No Company but Worms that stinck.

Then name thy own health and begin it.

[86.] The beginning of our late unnaturall broyles, was, among other causes imputed chiefly to the imposition of Ship-money, for which Mr Hambden was condemned in the Exchequer in a penall Sume by the consent of ten of the judges, who gave their opinion that that Taxe was legal, only Judge Hutton, and Judge Crook declared against it, so that a stop was put to the levying of it, whereupon a Countryman, no friend to the prerogative, said Wittily, The King may get Ship-money by Hooke, but not by Crook; but since that time other taxes ten times heavyer have been taken from us by Hook and Crook together.

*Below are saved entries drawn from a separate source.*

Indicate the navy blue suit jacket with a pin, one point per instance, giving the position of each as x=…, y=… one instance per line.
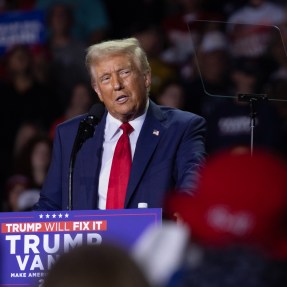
x=169, y=151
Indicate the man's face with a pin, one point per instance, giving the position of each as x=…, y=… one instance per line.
x=121, y=86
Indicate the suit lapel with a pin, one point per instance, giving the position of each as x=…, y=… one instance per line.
x=149, y=137
x=91, y=162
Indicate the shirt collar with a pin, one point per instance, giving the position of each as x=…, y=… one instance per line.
x=113, y=124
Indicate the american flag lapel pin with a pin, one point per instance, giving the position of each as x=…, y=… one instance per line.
x=155, y=132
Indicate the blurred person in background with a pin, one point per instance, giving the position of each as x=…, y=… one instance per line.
x=67, y=63
x=237, y=223
x=91, y=20
x=24, y=98
x=15, y=185
x=30, y=167
x=103, y=265
x=80, y=102
x=208, y=73
x=34, y=159
x=250, y=27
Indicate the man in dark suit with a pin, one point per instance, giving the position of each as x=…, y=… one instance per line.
x=167, y=145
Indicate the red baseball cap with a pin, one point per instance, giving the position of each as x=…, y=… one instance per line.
x=240, y=199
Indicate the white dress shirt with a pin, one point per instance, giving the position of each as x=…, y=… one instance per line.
x=111, y=136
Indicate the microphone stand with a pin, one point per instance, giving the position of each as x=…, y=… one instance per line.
x=85, y=131
x=252, y=99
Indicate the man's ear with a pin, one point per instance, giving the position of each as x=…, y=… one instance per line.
x=147, y=80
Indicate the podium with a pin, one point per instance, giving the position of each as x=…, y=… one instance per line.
x=31, y=242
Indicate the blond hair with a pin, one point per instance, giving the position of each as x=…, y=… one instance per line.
x=129, y=46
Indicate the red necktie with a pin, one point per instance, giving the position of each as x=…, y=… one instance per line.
x=120, y=170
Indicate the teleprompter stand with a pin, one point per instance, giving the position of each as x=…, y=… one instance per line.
x=252, y=99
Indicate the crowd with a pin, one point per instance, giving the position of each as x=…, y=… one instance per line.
x=203, y=54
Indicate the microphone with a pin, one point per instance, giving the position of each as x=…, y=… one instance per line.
x=85, y=131
x=87, y=126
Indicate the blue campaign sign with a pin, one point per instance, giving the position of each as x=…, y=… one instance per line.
x=30, y=242
x=27, y=27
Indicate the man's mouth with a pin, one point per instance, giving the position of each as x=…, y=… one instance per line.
x=121, y=99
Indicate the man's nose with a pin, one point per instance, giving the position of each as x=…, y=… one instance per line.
x=117, y=83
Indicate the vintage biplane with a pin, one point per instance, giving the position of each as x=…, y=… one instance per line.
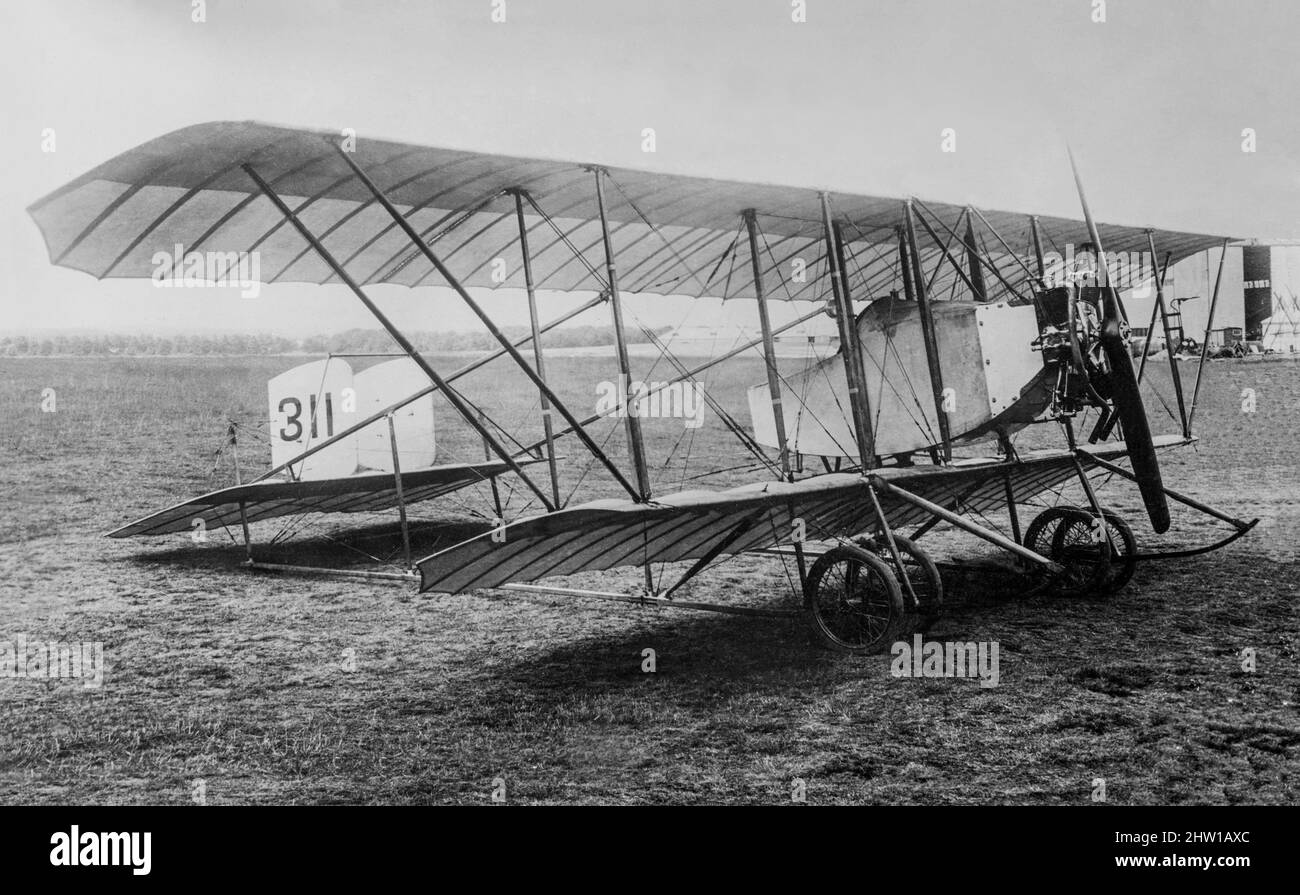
x=953, y=331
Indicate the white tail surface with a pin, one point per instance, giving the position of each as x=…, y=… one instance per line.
x=377, y=388
x=308, y=405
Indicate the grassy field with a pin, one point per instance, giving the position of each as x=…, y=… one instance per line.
x=290, y=690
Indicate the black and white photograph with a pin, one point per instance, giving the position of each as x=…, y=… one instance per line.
x=558, y=402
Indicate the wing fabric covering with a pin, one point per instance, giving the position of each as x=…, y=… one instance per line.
x=267, y=500
x=611, y=534
x=185, y=197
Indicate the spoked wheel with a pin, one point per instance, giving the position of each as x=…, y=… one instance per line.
x=1066, y=536
x=1121, y=549
x=853, y=600
x=922, y=574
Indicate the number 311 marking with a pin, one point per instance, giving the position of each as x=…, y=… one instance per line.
x=294, y=419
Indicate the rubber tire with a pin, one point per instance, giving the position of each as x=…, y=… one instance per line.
x=1034, y=537
x=861, y=558
x=1119, y=569
x=924, y=571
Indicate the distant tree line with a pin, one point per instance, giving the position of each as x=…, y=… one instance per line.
x=263, y=344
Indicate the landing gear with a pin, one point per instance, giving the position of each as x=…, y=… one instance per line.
x=853, y=600
x=922, y=574
x=1121, y=547
x=1093, y=563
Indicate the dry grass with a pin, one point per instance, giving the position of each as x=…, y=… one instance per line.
x=241, y=681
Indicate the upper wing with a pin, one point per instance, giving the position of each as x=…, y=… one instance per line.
x=672, y=234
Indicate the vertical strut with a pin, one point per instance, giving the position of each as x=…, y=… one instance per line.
x=404, y=225
x=849, y=344
x=976, y=272
x=537, y=347
x=905, y=264
x=453, y=397
x=1209, y=324
x=635, y=442
x=774, y=380
x=1169, y=342
x=1038, y=249
x=243, y=509
x=397, y=485
x=927, y=331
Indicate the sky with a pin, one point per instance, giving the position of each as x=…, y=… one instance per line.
x=1153, y=102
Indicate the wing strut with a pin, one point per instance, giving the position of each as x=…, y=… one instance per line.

[17.] A Country Farmer being sick, he and his Wife came to a Doctor, who advised him to drink Asses Milk and Sugar every morning, but if you can get no Asses milk come to me and I'll help you to some: says his Wife to him, pray do you think that the Doctor gives suck?

[61.] There was a Gentleman whose onely study and practice was Manhood, as football playing, Wrastling, Pitching the ball, throwing of Weights, Riding, and Fencing, in which active practises he was so perfect, that he over match'd all men that came neer him, insomuch, that he was the Glory of the West of England, and he was the Conqueror of all men that came to him, and grew froward that he could not find any man fit to match him, but it happened that one day after hunting, at a drinking Match in an Ale house, by chance he met a North Countryman who was highly extolling a great Gamester like himself in the North, who performed all exercises that were manly, and a person that was an over commer of all that durst engage him. The Western Gentleman desired his name and habitation, which was soon told him. But when he heard it, he was impatient of further delay, and therefore in order for a Journey to him he provided himself of all conveniences, and rid into the North, where with little enquiry he found the Gentleman's house, and knocking at the gate, he was informed by a Servant that his Master was in his Parke a mile off. The Traveller returned thanks, and with his Horse in his hand (guided by the Servants direction) he went to him, where he found him mending of a pale. Now take notice that this North Country Gentleman was a very stout man, but of very few words; and the Western Gentleman of as many, who thus began to accost him: Sir, I have intelligence that you are the stoutest man in all the North, and I am as highly reputed in the West, which hath provoked me to find you out, that we may trye both our strength and our skill, so far that fortune and time may Crown one of us, the only glorious man in England. The North Countryman was still at his worke: but heard distinctly all that he said: but returned no answer, onely when the other had ended speaking, and expected a reply the North Countryman comes fairly to him, puts his hand under his twist,[138] and pitcheth him over the Park pales; the West Country man seeing him do that so easily, began to think there was no contending with him, and therefore very civilly, with his Hat in his hand, gave him a return in these words, I thank you, Sir, heartily. Pray throw my Horse over too.

[138] Cotgrave says "twist" answers to the French "fourchure," a fork, or division, i.e. he caught hold of him between his legs.

[5.]Be not wroth Cotta, that I not salute thee,

I us'd it whilst I worthy did repute thee;

Now thou art made a painted Saint, and I,

Cotta, will not commit Idolatry.

[4.] A Lusty young Man in Somersetshire, after he had been Married about four Months, grew very Lean and Feeble, so that he cou'd hardly crawl a long; He, one day, seeing a Butcher run over a Plough'd Field after a Mad Bull, ask'd him the reason of it. Why, says the Butcher it is to Tame him: O, says the Fellow, Let him be Married, let him be Married; if that don't Tame him, I'll be hang'd.